Alex Rast wrote:
>
> What I wonder about is, why do so many companies and institutions fall into
> going to obsessive lengths in order to avoid being sued? It's obvious that
> some of the measures they recommend are clearly absurd, like the above
> situation, but to me it seems that the deeper absurdity is people worried
> about being sued at all. Yes, we have a litigous society, and yes, if some
> accident, no matter how trivial, occurs, somebody will sue, but if they do,
> so what? You're being sued. Big Deal!
Being sued can be a big deal. It can put companies out of business. Some
countries are worse than others when it comes to law suits. Look what happened
in the US when a woman burned her crotch. Sure, the coffee was what, but what
kind of an idiot holds a cup of hot coffee with her thighs? Canada is not much
better. I recently cited the case of a small company that had to pay an
employee because she got drunk after leaving a company party, and another case
where two kids on dirt bikes sued the city that owned the land that they were
trespassing on when they crashed into each other.
> >... I used to bake
> >stuff for the bake sale at my son's school. Then I found out that the
> >were selling the stuff for less than it cost me to make them. Nuts to
> >that. All I was doing was providing someone with cheap baked goods and
> >the school was getting the money.
>
> Isn't that the idea? You give freely of your time and resources so that
> someone else may benefit. A bake sale isn't being run for your profit.
Well if it is not being run for profit I guess they do not need my
contribution. It was my understanding that the bake sale was a fundraiser. I
guess that since the Home and School Association was not investing anything in
the venture it is not a matter of profit and loss, but the whole idea was to
raise money for the association.
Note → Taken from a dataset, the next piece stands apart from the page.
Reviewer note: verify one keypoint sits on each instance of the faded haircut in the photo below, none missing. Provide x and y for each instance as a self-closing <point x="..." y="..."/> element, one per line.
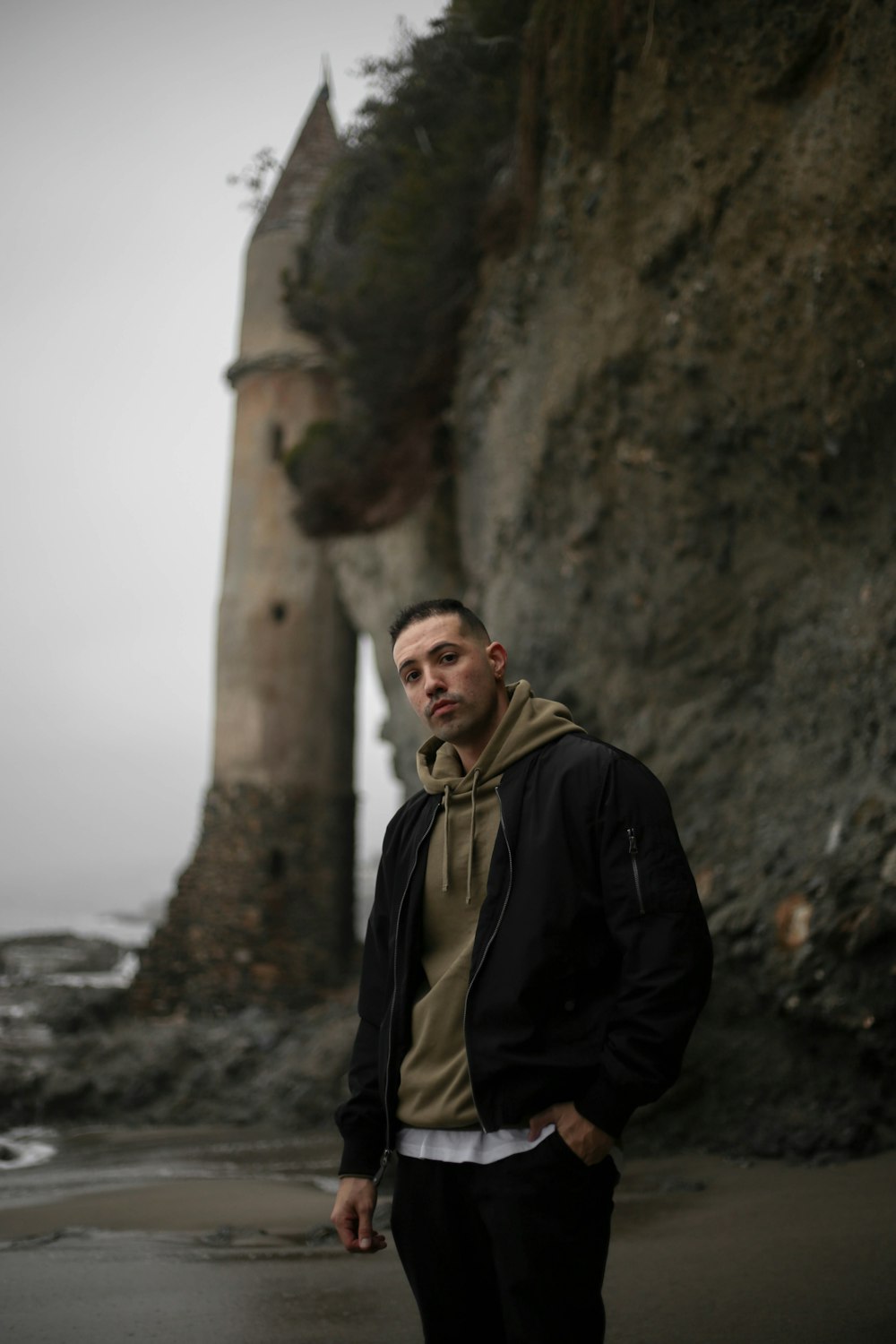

It wasn't some sort of food bank where I
suppose I could have skipped the part where I bought all the ingredients and
spent the time to bake the cookies. I could have just gone to the sale and paid
bargain basement prices for baked goods that had cost other people money to
make.
> What
> the school does is price things according to a reasonable margin they might
> wish to make, so that every dollar somebody spends on the baked goods goes
> into their coffers. You provide the baked goods for free, which means they
> don't have to pay the overhead involved with materials, labour, and
> facilities, that would otherwise cut into the amount of direct money they
> made off the bake sale. And they stand to make more than they would if they
> priced it at some margin above the cost to produce the items, because more
> people will be attracted by the opportunity to buy quality baked items at
> cheap prices. Thus the school achieves its goal and raises maximum funds.
They could have considered the value of the goods and priced them accordingly.
IMO it was silly for me to spend $10 on ingredients for goods they sold for $5.
I could have just given them the $5 and I would have been ahead $5. The only
losers would be the cheap *******s who would have had to spend the extra $5 to
get back the amount I spent, or the $15-20 it would have cost them in a bake
shop for the same thing.
> I don't know about you, but I *like* the fact that my baked fare is being
> sold for less than it cost to make them. It warms my heart to know somebody
> out there is going to be able to get and enjoy high-quality baking for less
> money than they could do it themselves for, much less buy it at some
> bakery. In some cases, I'm sure, this means the difference between somebody
> being able to enjoy an item and not being able to afford it at all. How can
> I complain?
I guess you and I feel differently. I was felt insulted that our goods were
considered so cheap. I figured that if they were going to be so ungrateful for
my efforts I need not bother in the future.